那天正好是周末,也是朱厚烨履行宗教义务的日子,弗朗西斯直接把人领到了礼拜堂门口。
当朱厚烨结束自己的宗教义务,走出礼拜堂的时候,就跟来人打了个照面。
为首的那位无须、圆脸,虎背熊腰,乌帽飞鱼服,一路走来,龙行虎步,非常有气势。后面的六位,青衣劲装,大圆帽,一手搭着绣春刀,皮肤同样被晒得黝黑,还一嘴的胡渣子,虽然同样是满身煞气,却依旧跟前面那位成鲜明对比。
朱厚烨就有数了。
他直接就用汉语问道:“飞鱼服?大伴是哪个行当上的?”
这行话一出口,后面六人中,就有一半变了脸色。
不熟悉大明朝的人,不可能一眼就认出飞鱼服,也不可能说出大伴这样的词。
“不敢,小人魏彬,先皇时在司礼监伺候。劳公爵阁下动问,不知道您,是哪一支的?”
因为不能确定朱厚烨的出身,为首的这个大太监只能含糊着,用朱厚烨的荷兰大公爵一爵来称呼他。
朱厚烨没有回答,而是道:“腰牌呢?”
听朱厚烨这么问,魏彬更是信了三分。
在船上的这些日子,他早就试探出来了。那些船员来自不同的国家,曾经在很多船上讨过生活,却对大明的事儿几乎一无所知,更别说大伴、腰牌这些大明宫廷里的行话、信物。
魏彬连忙接下腰里的腰牌双手奉上。
朱厚烨一看,直接道:“看这包浆!原来你还是掌印太监。”
魏彬忍不住望向自己的手心,只见腰牌的反面朝上,根本就没有司礼监太监的字眼,只有忠字番号。
显然,正是他的番号泄露了信息。
“殿下谬赞了,奴婢曾经蒙先皇恩宠,代掌司礼监。此番是奉当今皇帝之命,前来调查殿下的出身。”
嘉靖上位之后,清楚武宗旧人,作为八虎之一的魏彬因为没有大错也没有犯到嘉靖的头上,因此得以去南京养老,原来的象牙腰牌也被司礼监收回。
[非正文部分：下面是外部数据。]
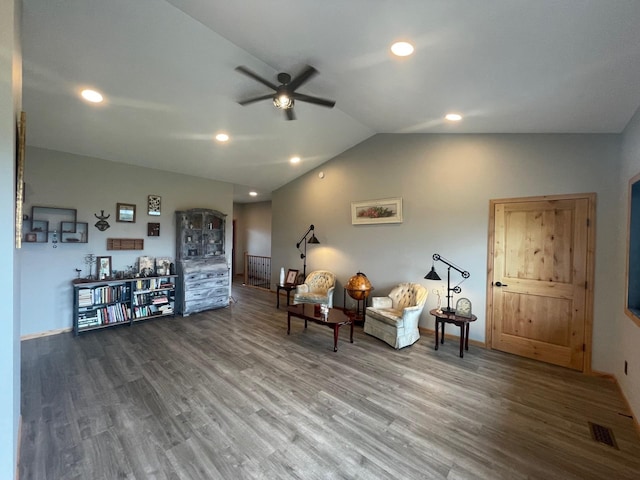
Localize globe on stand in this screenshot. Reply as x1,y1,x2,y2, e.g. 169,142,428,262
344,272,373,321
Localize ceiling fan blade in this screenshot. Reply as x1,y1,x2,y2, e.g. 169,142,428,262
287,65,318,92
238,93,273,106
293,92,336,108
236,65,278,90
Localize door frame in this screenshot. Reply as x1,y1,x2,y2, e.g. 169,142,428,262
485,193,596,373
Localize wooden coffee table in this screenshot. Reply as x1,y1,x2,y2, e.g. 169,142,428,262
429,308,478,358
287,303,353,352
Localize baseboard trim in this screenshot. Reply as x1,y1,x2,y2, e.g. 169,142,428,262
20,327,73,341
591,370,640,437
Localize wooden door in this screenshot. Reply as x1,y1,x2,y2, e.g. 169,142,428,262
487,194,595,370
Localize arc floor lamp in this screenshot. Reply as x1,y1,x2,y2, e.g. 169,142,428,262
424,253,470,313
296,224,320,278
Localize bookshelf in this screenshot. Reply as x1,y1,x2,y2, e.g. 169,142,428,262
73,275,177,335
176,208,230,317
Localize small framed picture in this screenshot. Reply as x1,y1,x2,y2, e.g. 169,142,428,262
116,203,136,223
147,222,160,237
147,195,161,215
96,257,111,280
284,269,298,284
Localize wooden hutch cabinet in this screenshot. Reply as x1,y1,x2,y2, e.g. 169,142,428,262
176,208,229,316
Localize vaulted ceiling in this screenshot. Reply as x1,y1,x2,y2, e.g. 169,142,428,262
22,0,640,202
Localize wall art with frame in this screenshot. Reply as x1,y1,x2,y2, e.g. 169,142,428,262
351,197,402,225
116,203,136,223
96,256,111,280
284,268,298,285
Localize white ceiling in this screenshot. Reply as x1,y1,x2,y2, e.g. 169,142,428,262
22,0,640,202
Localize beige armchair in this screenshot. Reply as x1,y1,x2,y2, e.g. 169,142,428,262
364,283,427,349
293,270,336,307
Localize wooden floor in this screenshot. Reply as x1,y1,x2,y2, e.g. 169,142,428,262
19,286,640,480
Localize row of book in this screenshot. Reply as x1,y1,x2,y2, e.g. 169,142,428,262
78,303,131,328
133,293,169,305
133,303,173,318
136,277,173,290
78,284,129,307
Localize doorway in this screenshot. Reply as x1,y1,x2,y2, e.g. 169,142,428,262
486,193,596,372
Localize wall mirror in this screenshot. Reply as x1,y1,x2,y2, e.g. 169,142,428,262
116,203,136,223
625,173,640,326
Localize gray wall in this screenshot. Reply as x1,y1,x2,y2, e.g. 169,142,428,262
272,134,620,370
609,110,640,418
0,0,22,478
20,148,233,335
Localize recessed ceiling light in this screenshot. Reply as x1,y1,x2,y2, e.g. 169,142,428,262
391,42,413,57
80,89,104,103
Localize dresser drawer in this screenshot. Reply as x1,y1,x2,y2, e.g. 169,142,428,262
184,269,229,284
184,287,229,302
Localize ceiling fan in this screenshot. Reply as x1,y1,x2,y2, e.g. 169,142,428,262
236,65,336,120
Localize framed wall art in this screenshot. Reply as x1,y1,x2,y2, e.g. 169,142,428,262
147,222,160,237
96,257,111,280
116,203,136,223
147,195,162,215
351,197,402,225
284,268,298,285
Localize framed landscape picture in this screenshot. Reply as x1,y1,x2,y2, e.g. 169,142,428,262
116,203,136,223
351,197,402,225
284,268,298,284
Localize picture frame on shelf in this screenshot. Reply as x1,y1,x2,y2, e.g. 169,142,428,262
147,195,162,215
116,203,136,223
156,257,173,275
147,222,160,237
351,197,402,225
284,268,298,285
138,255,156,277
96,256,111,280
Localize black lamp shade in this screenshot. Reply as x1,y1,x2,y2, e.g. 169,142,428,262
424,265,441,280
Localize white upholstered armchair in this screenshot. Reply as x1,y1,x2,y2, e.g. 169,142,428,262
293,270,336,307
364,283,427,349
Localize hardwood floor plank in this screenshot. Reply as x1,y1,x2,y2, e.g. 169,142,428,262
19,284,640,480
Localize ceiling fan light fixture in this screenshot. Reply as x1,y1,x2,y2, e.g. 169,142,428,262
273,93,293,110
391,42,413,57
80,88,104,103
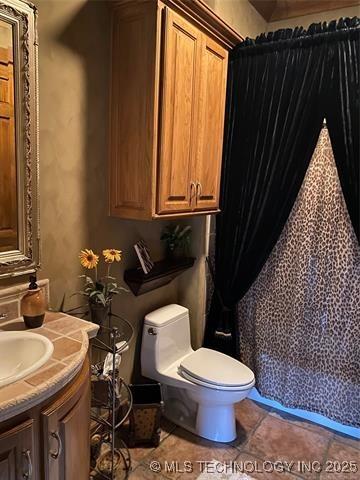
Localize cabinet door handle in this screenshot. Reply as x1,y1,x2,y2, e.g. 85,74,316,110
50,432,62,460
23,450,32,480
196,182,202,203
190,182,196,205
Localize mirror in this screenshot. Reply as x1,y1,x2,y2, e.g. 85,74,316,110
0,0,39,278
0,20,19,252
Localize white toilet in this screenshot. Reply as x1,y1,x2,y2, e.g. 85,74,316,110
141,304,255,442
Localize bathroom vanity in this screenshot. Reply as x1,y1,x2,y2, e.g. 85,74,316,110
0,313,98,480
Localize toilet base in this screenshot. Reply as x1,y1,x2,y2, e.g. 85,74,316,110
196,405,236,443
162,385,236,443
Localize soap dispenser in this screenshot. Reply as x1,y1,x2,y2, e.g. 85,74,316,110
20,275,46,328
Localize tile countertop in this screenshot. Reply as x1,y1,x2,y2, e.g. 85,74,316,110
0,312,99,422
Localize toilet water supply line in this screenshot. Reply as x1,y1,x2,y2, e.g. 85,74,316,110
206,256,232,342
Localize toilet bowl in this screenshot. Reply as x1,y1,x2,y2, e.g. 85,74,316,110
141,304,255,442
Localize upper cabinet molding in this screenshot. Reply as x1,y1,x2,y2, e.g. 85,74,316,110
112,0,244,48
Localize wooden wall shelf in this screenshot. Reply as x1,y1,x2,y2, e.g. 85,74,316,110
124,257,195,296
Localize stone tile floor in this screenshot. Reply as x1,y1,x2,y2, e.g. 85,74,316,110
123,400,360,480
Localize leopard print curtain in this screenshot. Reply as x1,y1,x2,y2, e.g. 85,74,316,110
238,128,360,427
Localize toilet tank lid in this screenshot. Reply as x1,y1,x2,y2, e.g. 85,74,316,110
145,303,189,327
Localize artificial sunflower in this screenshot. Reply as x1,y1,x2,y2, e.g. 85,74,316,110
79,248,99,269
103,248,122,263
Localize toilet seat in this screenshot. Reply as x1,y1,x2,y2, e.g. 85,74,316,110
179,348,255,391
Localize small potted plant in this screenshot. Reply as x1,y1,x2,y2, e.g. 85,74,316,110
77,248,128,325
160,225,191,258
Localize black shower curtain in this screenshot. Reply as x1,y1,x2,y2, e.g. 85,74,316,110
204,18,360,356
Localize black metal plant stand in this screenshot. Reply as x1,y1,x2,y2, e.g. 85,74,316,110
66,306,133,480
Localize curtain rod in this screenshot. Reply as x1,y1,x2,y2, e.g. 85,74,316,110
233,17,360,54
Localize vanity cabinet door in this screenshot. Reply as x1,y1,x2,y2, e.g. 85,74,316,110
41,360,90,480
158,8,201,214
194,35,228,210
0,420,38,480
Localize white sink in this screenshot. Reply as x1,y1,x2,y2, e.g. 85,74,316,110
0,332,54,387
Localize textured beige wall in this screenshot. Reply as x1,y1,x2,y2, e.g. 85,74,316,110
31,0,191,378
267,2,360,32
30,0,265,377
205,0,266,38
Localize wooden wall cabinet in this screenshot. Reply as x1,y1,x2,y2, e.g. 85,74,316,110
0,359,90,480
109,0,241,219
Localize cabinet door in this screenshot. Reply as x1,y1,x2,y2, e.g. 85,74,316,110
41,362,90,480
158,7,201,213
195,35,228,210
0,420,37,480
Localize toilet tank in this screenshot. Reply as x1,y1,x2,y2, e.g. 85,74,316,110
141,304,192,380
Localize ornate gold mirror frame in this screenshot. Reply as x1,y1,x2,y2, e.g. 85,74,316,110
0,0,40,278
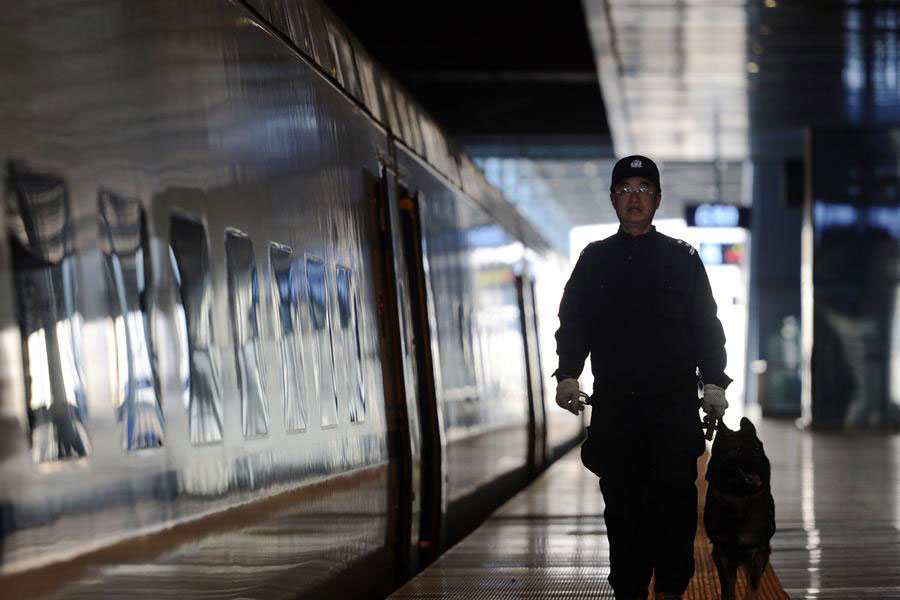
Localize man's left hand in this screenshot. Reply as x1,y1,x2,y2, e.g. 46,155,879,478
700,383,728,420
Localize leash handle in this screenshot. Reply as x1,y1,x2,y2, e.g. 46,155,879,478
578,392,591,409
701,415,720,442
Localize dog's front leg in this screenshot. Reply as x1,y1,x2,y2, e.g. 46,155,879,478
713,545,739,600
746,545,771,600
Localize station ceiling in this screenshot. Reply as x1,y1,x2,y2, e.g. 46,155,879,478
326,0,900,251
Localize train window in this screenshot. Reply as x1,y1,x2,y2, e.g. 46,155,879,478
5,164,91,462
335,265,366,423
98,191,164,450
225,230,269,437
269,243,306,431
169,215,222,444
306,256,337,427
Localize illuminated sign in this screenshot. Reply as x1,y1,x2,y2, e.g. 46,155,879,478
684,203,750,229
699,244,745,265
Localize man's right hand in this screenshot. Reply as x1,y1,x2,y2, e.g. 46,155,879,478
556,378,584,415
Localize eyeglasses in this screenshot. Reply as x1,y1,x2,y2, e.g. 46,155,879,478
613,185,656,198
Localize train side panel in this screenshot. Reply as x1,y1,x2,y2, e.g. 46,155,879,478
0,0,390,597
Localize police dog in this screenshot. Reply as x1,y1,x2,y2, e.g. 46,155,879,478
703,417,775,600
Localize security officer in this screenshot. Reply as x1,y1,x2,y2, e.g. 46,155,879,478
555,156,731,600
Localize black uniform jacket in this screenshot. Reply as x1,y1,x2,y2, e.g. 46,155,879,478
556,227,731,396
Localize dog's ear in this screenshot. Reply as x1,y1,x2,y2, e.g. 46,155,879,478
741,417,756,437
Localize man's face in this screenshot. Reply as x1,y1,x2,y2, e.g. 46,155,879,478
609,177,662,225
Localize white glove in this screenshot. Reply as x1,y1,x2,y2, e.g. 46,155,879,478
700,383,728,420
556,377,584,415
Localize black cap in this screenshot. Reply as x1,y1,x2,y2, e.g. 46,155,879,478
609,154,662,191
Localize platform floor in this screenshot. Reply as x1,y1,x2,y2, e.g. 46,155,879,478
391,419,900,600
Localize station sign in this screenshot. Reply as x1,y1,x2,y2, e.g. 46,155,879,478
684,202,750,229
699,243,746,265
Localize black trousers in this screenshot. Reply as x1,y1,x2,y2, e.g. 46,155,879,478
591,386,705,599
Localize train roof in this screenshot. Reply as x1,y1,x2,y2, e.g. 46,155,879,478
239,0,552,253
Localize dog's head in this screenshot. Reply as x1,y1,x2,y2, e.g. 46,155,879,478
706,417,771,496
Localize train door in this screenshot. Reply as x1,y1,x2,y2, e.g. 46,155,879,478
396,187,447,567
516,269,547,475
369,168,422,591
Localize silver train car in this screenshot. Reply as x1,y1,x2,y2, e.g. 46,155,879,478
0,0,582,598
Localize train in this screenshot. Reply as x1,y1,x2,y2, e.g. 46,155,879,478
0,0,583,598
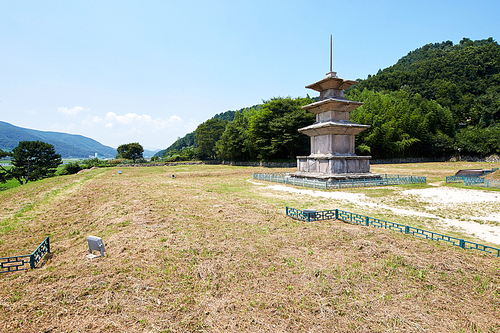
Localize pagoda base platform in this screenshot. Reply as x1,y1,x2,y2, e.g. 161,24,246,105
289,155,381,181
287,171,382,182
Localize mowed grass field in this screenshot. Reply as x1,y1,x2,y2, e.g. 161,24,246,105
0,163,500,332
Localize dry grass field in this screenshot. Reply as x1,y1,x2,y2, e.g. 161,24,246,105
0,163,500,332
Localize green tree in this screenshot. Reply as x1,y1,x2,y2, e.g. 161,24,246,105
217,110,255,161
248,97,315,160
10,141,62,184
195,118,228,159
116,142,144,163
0,149,12,183
59,162,82,176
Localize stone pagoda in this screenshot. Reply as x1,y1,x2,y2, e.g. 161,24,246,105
290,69,380,180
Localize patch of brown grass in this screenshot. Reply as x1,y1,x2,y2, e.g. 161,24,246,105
484,170,500,180
0,166,500,332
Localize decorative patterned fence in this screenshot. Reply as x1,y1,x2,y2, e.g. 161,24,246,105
0,237,50,273
253,172,427,190
286,207,500,257
446,176,500,188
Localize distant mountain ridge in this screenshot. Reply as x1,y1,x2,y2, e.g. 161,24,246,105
0,121,116,158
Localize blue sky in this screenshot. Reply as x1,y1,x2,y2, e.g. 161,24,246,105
0,0,500,149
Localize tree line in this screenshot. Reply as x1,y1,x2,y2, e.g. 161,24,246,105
0,141,144,185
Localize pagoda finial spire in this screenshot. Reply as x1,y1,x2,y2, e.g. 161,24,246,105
330,34,333,72
326,34,337,78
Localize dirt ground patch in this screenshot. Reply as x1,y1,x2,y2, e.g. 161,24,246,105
0,165,500,332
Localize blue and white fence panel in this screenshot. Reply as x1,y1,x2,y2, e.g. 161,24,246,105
286,207,500,257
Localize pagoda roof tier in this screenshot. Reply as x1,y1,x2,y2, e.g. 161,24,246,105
302,97,363,114
306,72,358,92
299,120,370,136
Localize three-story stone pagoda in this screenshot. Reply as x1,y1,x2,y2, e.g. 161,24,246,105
290,71,380,180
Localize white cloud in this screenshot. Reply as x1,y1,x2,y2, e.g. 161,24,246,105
83,112,185,133
57,106,89,116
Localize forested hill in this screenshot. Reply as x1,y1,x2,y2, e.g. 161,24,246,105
155,104,262,157
0,121,116,158
158,38,500,160
353,38,500,126
346,38,500,157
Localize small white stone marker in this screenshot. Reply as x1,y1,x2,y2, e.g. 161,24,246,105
87,236,106,259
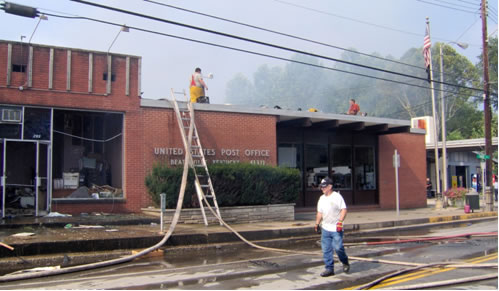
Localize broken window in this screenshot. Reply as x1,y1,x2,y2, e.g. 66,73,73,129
52,110,123,199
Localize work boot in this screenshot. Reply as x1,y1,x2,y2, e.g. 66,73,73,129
321,269,334,277
343,264,350,274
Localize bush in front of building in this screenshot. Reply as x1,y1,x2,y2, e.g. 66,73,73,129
145,163,300,208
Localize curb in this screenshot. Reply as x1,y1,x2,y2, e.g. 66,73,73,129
0,212,497,258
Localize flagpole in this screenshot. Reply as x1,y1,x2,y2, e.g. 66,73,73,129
426,17,442,208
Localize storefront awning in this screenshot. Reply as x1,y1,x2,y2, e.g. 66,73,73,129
141,99,414,134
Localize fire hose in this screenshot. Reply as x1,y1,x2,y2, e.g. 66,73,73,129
0,160,497,283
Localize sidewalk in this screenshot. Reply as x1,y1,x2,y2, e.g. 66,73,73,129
0,201,497,258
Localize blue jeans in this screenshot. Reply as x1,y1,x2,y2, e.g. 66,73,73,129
321,229,348,270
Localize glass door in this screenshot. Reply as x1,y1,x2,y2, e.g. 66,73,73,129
1,139,50,218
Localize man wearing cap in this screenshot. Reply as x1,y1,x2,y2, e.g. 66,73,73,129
189,68,208,103
315,178,350,277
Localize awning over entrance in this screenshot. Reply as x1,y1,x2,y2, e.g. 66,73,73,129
273,110,411,134
140,99,414,134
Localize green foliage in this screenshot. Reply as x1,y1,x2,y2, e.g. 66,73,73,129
146,163,300,208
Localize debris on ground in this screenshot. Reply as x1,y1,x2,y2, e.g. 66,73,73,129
11,232,35,237
44,212,72,217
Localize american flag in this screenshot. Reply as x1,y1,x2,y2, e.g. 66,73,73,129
423,26,431,68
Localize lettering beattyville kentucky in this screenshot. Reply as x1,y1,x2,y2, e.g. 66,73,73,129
154,147,270,165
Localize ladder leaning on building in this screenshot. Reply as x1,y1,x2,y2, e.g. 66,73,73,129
171,89,222,225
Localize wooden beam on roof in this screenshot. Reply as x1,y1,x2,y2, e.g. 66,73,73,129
312,120,339,129
380,126,411,134
339,122,366,130
364,123,388,133
277,118,312,127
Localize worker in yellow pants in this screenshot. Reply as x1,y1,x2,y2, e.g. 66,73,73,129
189,68,208,103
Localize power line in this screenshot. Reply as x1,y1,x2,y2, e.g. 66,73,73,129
416,0,479,14
44,13,478,98
274,0,482,42
144,0,426,70
435,0,480,9
71,0,492,92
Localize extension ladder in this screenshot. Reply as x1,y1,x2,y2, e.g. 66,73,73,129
171,89,222,226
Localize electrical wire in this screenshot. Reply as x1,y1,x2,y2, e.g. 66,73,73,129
416,0,480,14
144,0,426,70
435,0,480,9
71,0,482,91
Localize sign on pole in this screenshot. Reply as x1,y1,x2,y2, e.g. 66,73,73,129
476,154,490,160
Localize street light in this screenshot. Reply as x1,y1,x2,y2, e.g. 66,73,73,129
437,41,468,205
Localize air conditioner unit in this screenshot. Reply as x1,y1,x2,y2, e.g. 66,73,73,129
411,116,434,144
2,108,22,123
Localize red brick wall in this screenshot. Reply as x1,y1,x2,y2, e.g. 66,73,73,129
141,108,277,211
378,133,426,209
0,41,140,112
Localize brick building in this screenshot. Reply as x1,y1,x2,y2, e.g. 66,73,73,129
0,41,426,217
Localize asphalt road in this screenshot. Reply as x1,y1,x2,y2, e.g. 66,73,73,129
0,221,498,290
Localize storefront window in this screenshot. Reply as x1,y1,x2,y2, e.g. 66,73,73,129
305,144,328,188
24,107,51,140
330,145,352,189
277,143,301,169
355,147,376,190
52,110,124,199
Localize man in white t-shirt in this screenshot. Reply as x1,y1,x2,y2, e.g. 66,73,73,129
315,178,350,277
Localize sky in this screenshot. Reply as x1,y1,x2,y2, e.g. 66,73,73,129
0,0,497,104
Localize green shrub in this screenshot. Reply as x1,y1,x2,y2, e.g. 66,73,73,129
145,163,300,208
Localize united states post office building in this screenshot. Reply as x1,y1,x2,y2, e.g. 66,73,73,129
0,41,426,217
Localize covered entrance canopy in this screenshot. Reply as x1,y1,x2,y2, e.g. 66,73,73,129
277,110,417,207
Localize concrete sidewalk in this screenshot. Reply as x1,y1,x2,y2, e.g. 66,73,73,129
0,202,497,272
0,201,497,258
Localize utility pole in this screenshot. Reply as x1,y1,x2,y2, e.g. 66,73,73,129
426,17,442,209
481,0,494,211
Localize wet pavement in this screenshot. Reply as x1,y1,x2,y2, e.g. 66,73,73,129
0,200,497,260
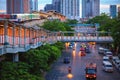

当然,要不是这次任务特殊,嘉靖特别召见,他也不可能拿回自己的老伙计。
魏彬的神态和口气的变化,连旁观的人都注意到了。
朱厚烨这才答道:“我是建文遗脉。”
哈?
这跟他打听的消息不一样啊。
不过,再一想,也只有建文遗脉了。
大明对宗亲的管理非常严格,更别说从明仁宗颁布的禁海令,使得宗亲根本就没有机会漂洋过海,抵达十万里海路之外的欧罗巴。
“请问殿下是否有证据。”
“族谱算不算?”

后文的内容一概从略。